The Armenian Quarter is home to roughly 2,000 people, the remnant of a community that traces its presence in Jerusalem back 1,600 years, the oldest Armenian diaspora in the world. The Cows’ Garden lease hands a private company more than 25% of the quarter’s land for a hotel project managed by the Dubai-based chain One&Only.

Detail Figure
Land under lease Over 11,500 square meters, about a quarter of the Armenian Quarter
Lease term 98 years, split into two 49-year phases
Annual rent to the Patriarchate $300,000
Planned hotel Managed by One&Only, 69 to 75 suites
Legal status Two lawsuits pending after the Patriarchate moved to cancel the deal

“We are at a very dangerous crossroads,” Serop Sahagian, a member of the Armenian Quarter community, told The Media Line after the deal became public.
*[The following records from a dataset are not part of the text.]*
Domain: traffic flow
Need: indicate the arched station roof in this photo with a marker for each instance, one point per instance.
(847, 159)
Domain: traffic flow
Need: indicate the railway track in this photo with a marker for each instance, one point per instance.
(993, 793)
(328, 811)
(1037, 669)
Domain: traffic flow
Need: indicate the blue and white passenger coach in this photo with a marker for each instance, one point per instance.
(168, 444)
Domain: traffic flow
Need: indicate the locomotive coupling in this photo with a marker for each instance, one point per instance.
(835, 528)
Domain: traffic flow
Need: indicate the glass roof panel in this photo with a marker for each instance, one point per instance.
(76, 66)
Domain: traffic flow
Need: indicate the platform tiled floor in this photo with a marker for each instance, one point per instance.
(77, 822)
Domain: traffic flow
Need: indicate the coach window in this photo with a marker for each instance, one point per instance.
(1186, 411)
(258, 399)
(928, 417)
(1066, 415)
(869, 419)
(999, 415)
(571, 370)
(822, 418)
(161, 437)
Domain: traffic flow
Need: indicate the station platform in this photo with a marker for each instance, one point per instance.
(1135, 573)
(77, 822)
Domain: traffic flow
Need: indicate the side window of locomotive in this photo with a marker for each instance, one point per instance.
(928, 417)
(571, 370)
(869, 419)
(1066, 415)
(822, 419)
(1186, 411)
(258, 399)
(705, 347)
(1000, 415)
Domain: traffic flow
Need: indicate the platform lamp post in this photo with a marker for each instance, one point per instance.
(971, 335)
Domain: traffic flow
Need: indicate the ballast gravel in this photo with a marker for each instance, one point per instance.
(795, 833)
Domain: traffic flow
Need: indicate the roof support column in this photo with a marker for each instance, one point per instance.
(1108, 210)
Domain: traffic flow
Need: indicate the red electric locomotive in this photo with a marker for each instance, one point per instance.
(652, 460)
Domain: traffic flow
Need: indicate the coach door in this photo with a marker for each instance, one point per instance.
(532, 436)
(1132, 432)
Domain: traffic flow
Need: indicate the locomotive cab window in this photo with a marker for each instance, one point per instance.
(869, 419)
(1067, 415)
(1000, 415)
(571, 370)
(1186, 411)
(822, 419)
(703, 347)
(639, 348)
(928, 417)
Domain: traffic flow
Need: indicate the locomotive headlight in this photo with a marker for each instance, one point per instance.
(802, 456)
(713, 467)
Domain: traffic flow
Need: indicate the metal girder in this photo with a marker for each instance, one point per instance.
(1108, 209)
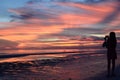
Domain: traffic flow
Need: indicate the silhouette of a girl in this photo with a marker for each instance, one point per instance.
(111, 53)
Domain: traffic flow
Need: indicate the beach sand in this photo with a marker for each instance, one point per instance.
(74, 67)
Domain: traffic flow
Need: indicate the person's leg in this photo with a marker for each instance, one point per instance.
(108, 66)
(113, 66)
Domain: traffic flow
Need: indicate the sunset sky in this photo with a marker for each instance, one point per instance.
(43, 23)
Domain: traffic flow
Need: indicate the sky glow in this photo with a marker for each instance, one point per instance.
(40, 23)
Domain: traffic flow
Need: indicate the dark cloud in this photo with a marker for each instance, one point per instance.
(4, 44)
(113, 15)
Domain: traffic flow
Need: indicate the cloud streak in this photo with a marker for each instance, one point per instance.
(50, 19)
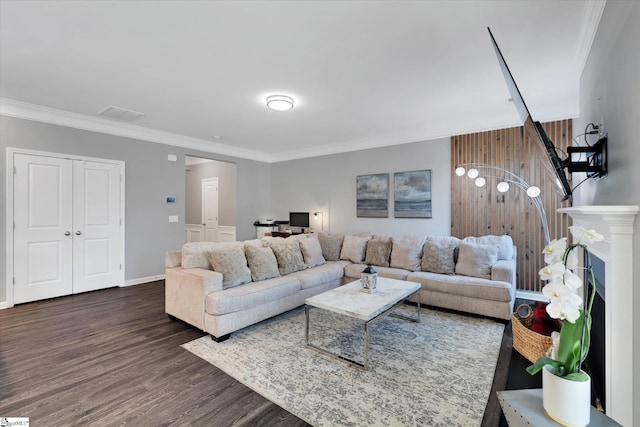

Community members have since filed two lawsuits against the developer, Xana Gardens, arguing the lease broke the Patriarchate’s own rules on how long church land can be leased.

The architecture firm originally hired for the hotel, Safdie Architects, later said it had suspended its work in response to the community’s opposition. Some activists have also linked the developer to Ateret Cohanim, a Jewish land-reclamation group active elsewhere in the Old City, though the group has denied any connection to this deal.

The stakes are demographic as much as legal. The Armenian Quarter has lost 90% of its pre-1948 population, according to a lawyer who worked on a fact-finding report into the deal. The Old City’s walls, which include the Armenian Quarter, have sat on Unesco’s list of World Heritage sites in danger since 1982.

Graffiti and Rail Lines Now Frame a Calder Sculpture

Back on Mount Herzl, the Vacuum Service performance made a similar point without a word of dialogue. The Alexander Calder sculpture the group swept clean has stood since 1977, installed to contrast with the forested hills across the valley. Mount Herzl is also home to Israel’s national cemetery and the Yad Vashem Holocaust memorial, making the hill one of the country’s most solemn addresses.

The sculpture now sits inside a busy intersection, hemmed in by traffic and running parallel to the light rail’s Red Line. The Red Line carries around 180,000 daily rides, more than the entirety of Israel Railways, the national rail operator, according to Jerusalem Deputy Mayor Adir Schwarz. Two more lines, the Green and the Blue, are under construction or in planning across the city.

Manofim staged the cleaning performance at that exact intersection on opening night.

Rooftop Concerts Close a Five-Day Run

Music takes over the Art Cube rooftop for the festival’s final stretch. Indie musician Gedy Ronen performs with the band Devek on Thursday, July 16. The Jimmy Prasad Orchestra, featuring musicians Jimmy Prasad, Avishai Cohen (the trumpeter, not the better-known jazz bassist of the same name) and Rejoycer, closes out the weekend with what organizers describe as a deep dive into sound.

Friday and Saturday round out the schedule with studio tours and artist talks, listed on the festival’s own site. By the time the rooftop crowd thins out this weekend, the view will still run from the YMCA’s bell tower on King David Street to the forested hills beyond Mount Herzl, the same tree line the Calder sculpture has faced since 1977, graffiti and all.